A apreensão estende-se a todas as subregiões. A falta de chuva está a afetar a atividade agrícola em Trás-os-Montes e a deixar preocupados sobretudo os produtores de gado, que temem não conseguir alimentar os animais.
“Isto vai de mal a pior. Os pastos estão secos e os animais já quase não têm que comer no campo”, diz à Renascença Manuel dos Santos.
Com uma exploração de 50 vacas de raça barrosã, no concelho de Montalegre, Manuel dos Santos teme ter de vender os animais se a seca se mantiver. “Não tenho outro remédio que não seja vender algumas vacas, porque o feno e a palha que armazenei não dá para todas”, desabafa, cruzando os braços em atitude de resignação.

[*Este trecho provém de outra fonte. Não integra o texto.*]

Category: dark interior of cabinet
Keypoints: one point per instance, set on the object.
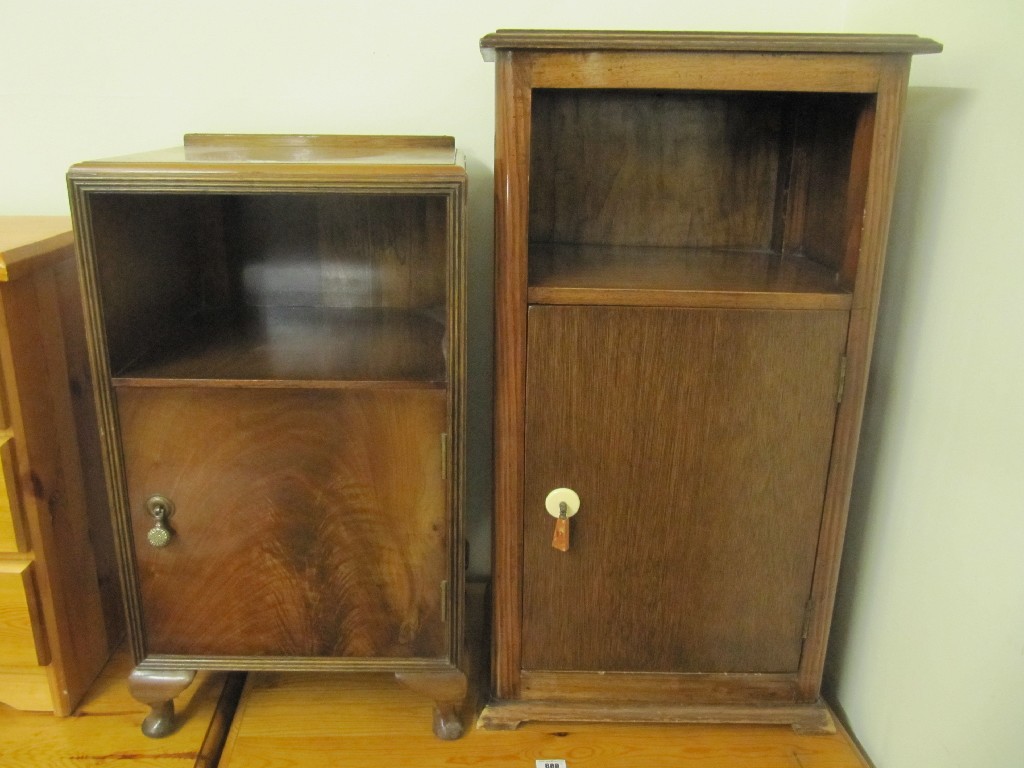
(300, 287)
(697, 190)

Em Chaves, o pastor António Correia guarda as suas 200 ovelhas num terreno onde já não é fácil encontrar vegetação verde. Encostado ao cajado manifesta tristeza e desalento. “Se não chover nos próximos dias estamos perdidos. Elas [as ovelhas] até andam acabrunhadas, porque já não encontram que comer e em casa não tenho nada para lhes dar. Isto está muito mau.”

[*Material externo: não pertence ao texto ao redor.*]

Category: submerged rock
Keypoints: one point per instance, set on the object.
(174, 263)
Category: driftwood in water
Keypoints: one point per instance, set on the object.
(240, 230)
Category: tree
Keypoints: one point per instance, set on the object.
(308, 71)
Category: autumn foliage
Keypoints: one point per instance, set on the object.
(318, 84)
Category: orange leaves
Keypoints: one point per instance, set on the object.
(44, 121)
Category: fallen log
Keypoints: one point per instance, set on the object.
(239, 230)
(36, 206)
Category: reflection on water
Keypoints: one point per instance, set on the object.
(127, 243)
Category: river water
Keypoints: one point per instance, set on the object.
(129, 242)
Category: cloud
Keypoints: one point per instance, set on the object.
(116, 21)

António vive do rebanho e de uma pensão de 200 euros. Nem quer pensar em vender os animais, mas diz que não terá outro remédio se não houver pastos. “O gado é a minha sobrevivência e, se tiver que me desfazer dele, o que será de mim?” É ele quem responde de imediato à própria pergunta: “Olhe, vou ter que me deitar a pedir para dar de comer à mulher e aos filhos.”
Também os criadores de gado ovino e bovino do Planalto Mirandês estão apreensivos face ao futuro das suas explorações pecuárias.

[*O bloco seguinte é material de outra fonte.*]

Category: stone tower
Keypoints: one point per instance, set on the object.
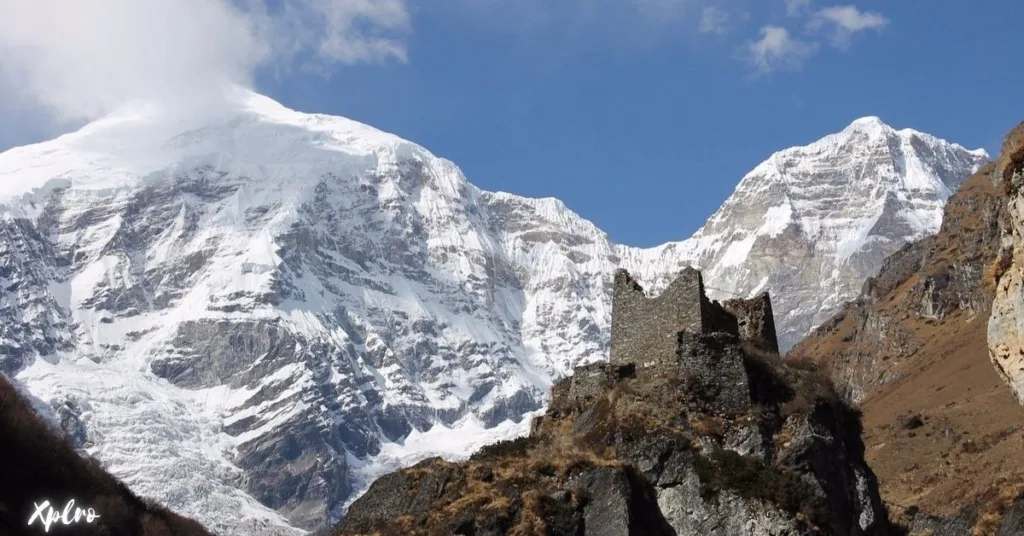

Andrea Cortinhas, secretária técnica da Associação Nacional de Criadores de Ovinos de Raça Churra Mirandesa (ANCORM), explica à Renascença que, “por esta altura do ano, já deveria ter chovido, as sementeiras estão feitas e os nossos lameiros, que alimentam o gado, não têm erva suficiente”.
Segundo a técnica, “a falta de chuva, nesta altura, coloca em causa a produção de alimento para os animais, o que leva a que produtores tenham de gastar mais dinheiro na compra de forragens e farinhas, para fazer face a uma eventual escassez”.
A zootécnica acrescenta que “as terras estão adubadas e é preciso água para que as culturas se possam desenvolver”. Contudo, “os lençóis freáticos estão quase secos e os ribeiros já mal correm”.
É “um panorama que poderá ficar pior do que o que aconteceu em 2017 e 2018”, ressalta Andrea Cortinhas, referindo-se ao período em que a seca produziu “efeitos nefastos no efetivo dos ovinos de Raça Churra Galega Mirandesa”.
“A continuar assim, vamos ter um ano de fome”
No Planalto Mirandês, as preocupações com a falta de água estendem-se aos produtores de bovinos de raça mirandesa. O secretário técnico da Associação de Produtores de Raça Bovina Mirandesa, Válter Raposo, reforça que “choveu muito pouco este ano", o que "vai refletir-se nas pastagens”.
“O pouco pasto que há está adiantado para a época. Mesmo que venha alguma chuva, a produção de alimento para o gado continua comprometida.”
A falta de chuva preocupa também os agricultores que, por esta altura, já deveriam estar a plantar batatas e hortícolas. Na veiga de Chaves, encontramos Américo e Natércia. Preparam-se para, com a enxada, abrir os regos para plantarem a batata. Os seus rostos cobertos de pó denunciam a “secura do terreno”.
“Estamos a deitar as batatas à terra, mas não sei se vale a pena", diz Américo à Renascença. "A terra está tão seca que o mais certo é não chegarem a nascer.”
Natércia acrescente que, devido à falta de água, ainda não plantou “o cebolo nem as couves”. “No ano passado, por esta altura, já tinha cebolinhas novas e este ano ainda nem sequer estão plantadas”, desabafa. Também ela acredita que os produtores agrícolas da região podem ter a sina traçada: “A continuar assim, vamos ter um ano de fome.”